Jones reencontra Gaby e a
seguir Calvin, que reaparece a bordo de um ser gigantesco semelhante a um
dirigível, chamado de Assobio, porque se comunica através de sons sibilantes
com outros seres de Gaia, que ele conduz em troca de alimentos trazidos pelos
outros habitantes. Pois Calvin é capaz de se comunicar com Assobio, torna-se
parte do modo de vida do ser, e decide abandonar a missão, para contrariedade
de Jones.
Em sua jornada por
respostas, Jones, Gaby e Bill – que perdeu parte de sua memória –, encontram
uma espécie parecida com centauros, chamada de titânides, no qual todos têm a
forma feminina, embora alguns com órgão sexual masculino. Eles conseguem
entender os humanos, mas se comunicam por meio de cantos. Jones e os demais,
têm de se esforçar para cantar para se comunicar com eles. Mas após certa
estranheza e dificuldade inicial, se adaptam. Assim, ficam sabendo que os seres
vivem em guerra com outros alados chamados de anjos. Que surgem do alto e os
atacam de forma inesperada, razão pela qual estão sempre alertas.
Muito impactada após um
ataque devastador dos anjos à vila dos titânides, Jones promete ao seu líder arbitrar
um possível acordo de paz. Mas na verdade, o que a comandante busca é a fonte
de poder deste mundo, já que os titânides lhe revelaram que existe a entidade
central citada acima, que lhes deu a vida e conduz este mundo, chamado por
eles, justamente, de Gaia. Assim, Jones, Gaby e Gene abandonam a vila e partem
em busca de respostas e possível ajuda para voltar à Terra. Contudo, nessa jornada de cerca de 600
quilômetros de altura, escalando árvores e montanhas, em meios a súbitas
mudanças de temperatura – do calor ao frio extremo – novos desafios e
transformações estarão adiante das duas – Gene se perde no meio do caminho,
após atacar sexualmente a ambas, numa fúria em parte provocada pelas
transformações pelo qual passou quando tragado sob a superfície –, até o
eventual contato com a entidade que criou as formas de vida nesta estrutura
orbital.
Como se vê, Varley
constrói um mundo extremamente imaginativo e cheio de energia. A cada capítulo,
o leitor tem diante de si, uma aventura intensa e repleta de surpresas. Tanto
no nível macro, do enredo, como do comportamento dos próprios personagens, em
parte também sob o impacto deste mundo incrível. Neste sentido, chama a atenção
a liberalidade sexual dos personagens, com Cirocco Jones e Gaby se tornando
amantes, além da comandante também se envolver com Bill, e as irmãs Agosto e
Abril viverem uma relação incestuosa, aqui já antes da chegada às cercanias de
Saturno.
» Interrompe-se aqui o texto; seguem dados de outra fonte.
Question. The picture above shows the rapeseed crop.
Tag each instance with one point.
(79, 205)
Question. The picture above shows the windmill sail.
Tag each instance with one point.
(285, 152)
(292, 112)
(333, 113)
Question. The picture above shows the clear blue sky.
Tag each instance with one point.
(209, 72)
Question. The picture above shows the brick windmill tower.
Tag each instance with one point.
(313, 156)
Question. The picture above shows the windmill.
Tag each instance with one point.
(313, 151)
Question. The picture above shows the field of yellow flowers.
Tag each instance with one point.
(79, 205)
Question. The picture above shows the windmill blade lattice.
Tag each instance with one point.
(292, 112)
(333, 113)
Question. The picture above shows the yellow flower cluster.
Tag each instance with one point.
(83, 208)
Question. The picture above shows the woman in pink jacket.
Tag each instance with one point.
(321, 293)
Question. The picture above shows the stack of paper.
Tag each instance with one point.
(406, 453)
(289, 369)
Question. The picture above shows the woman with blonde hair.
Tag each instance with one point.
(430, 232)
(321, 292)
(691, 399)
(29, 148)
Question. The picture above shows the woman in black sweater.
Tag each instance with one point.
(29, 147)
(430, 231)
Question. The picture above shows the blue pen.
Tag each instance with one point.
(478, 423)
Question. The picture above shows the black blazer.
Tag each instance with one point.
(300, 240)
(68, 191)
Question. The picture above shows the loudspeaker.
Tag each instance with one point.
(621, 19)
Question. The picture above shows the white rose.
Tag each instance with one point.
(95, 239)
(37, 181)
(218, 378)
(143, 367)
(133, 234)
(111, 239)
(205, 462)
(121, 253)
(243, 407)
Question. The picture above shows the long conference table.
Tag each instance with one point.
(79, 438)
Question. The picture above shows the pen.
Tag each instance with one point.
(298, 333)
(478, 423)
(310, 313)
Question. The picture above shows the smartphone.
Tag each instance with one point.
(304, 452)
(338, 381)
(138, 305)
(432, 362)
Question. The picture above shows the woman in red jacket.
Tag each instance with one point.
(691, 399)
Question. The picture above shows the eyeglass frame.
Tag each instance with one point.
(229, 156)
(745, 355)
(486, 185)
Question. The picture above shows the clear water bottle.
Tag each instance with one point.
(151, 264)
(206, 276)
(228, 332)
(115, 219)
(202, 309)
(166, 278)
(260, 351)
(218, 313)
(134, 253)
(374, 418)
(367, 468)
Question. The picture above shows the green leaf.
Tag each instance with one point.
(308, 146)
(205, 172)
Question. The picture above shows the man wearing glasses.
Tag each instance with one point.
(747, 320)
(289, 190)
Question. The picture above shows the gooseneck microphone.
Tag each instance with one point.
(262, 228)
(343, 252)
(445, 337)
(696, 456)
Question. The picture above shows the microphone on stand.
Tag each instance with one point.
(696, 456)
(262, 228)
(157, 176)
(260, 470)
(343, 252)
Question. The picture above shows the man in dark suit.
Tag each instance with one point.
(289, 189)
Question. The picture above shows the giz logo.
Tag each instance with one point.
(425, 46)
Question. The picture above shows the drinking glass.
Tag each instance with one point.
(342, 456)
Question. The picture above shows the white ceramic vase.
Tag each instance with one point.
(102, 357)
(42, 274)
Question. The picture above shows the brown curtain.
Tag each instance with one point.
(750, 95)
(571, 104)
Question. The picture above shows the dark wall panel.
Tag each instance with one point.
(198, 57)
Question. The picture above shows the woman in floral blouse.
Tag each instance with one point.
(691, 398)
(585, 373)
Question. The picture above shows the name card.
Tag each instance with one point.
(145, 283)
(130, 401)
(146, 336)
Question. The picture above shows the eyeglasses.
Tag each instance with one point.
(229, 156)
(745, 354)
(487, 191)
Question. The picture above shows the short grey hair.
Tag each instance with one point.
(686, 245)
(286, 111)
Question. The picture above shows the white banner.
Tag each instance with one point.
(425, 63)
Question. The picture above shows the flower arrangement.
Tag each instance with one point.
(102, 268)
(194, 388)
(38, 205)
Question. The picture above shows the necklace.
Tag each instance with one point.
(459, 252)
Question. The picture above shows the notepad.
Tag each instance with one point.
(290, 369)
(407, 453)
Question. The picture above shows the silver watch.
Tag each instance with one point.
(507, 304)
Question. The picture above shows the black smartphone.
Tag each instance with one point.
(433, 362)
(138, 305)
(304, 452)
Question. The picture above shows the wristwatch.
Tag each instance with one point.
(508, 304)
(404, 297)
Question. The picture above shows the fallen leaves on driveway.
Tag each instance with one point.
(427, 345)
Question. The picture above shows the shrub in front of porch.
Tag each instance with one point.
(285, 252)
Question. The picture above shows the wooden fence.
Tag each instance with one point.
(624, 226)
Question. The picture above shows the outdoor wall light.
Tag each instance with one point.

Num certo momento da narrativa, também há o consumo de cocaína, tudo
isso muito provocativo no cenário conservador da FC norte-americana, mesmo com Varley
surgindo no contexto pós-new wave e dos contestadores anos 1960. Outro aspecto
interessante que foge do padrão é o protagonismo feminino, com a história sendo
conduzida de fato por mulheres, além do próprio mundo ter, de uma certa forma,
uma dimensão feminina, como na exposição de duas de suas espécies, os titânides
e os anjos, além da própria entidade que governa o mundo toroidal.
E os leitores e os
críticos norte-americanos gostaram, pois Titã
venceu o Prêmio Locus de 1980 e foi finalista dos dois principais prêmios da FC
norte-americana, o Nebula em 1979 e o Hugo em 1980. É de fato seu livro mais
popular e, conforme o final já sugeria com o destino surpreendente da
comandante Cirocco Jones, deu ensejo a mais duas sequências: Feiticeira (Wizard; 1980) – coleção FC Europa-América, números 87 e 89 – e Demônio (Demon; 1984) – coleção FC Europa-América 118 e 119 – constituindo a
chamada Trilogia de Gaia.
Para quem gosta de uma FC
com uma estrutura hard competente, personagens vivos e atuantes, e um sentido
de aventura apurado, Titã é uma das
melhores pedidas, e ainda permeado por momentos de sense of wonder na melhor tradição do gênero. Grande livro.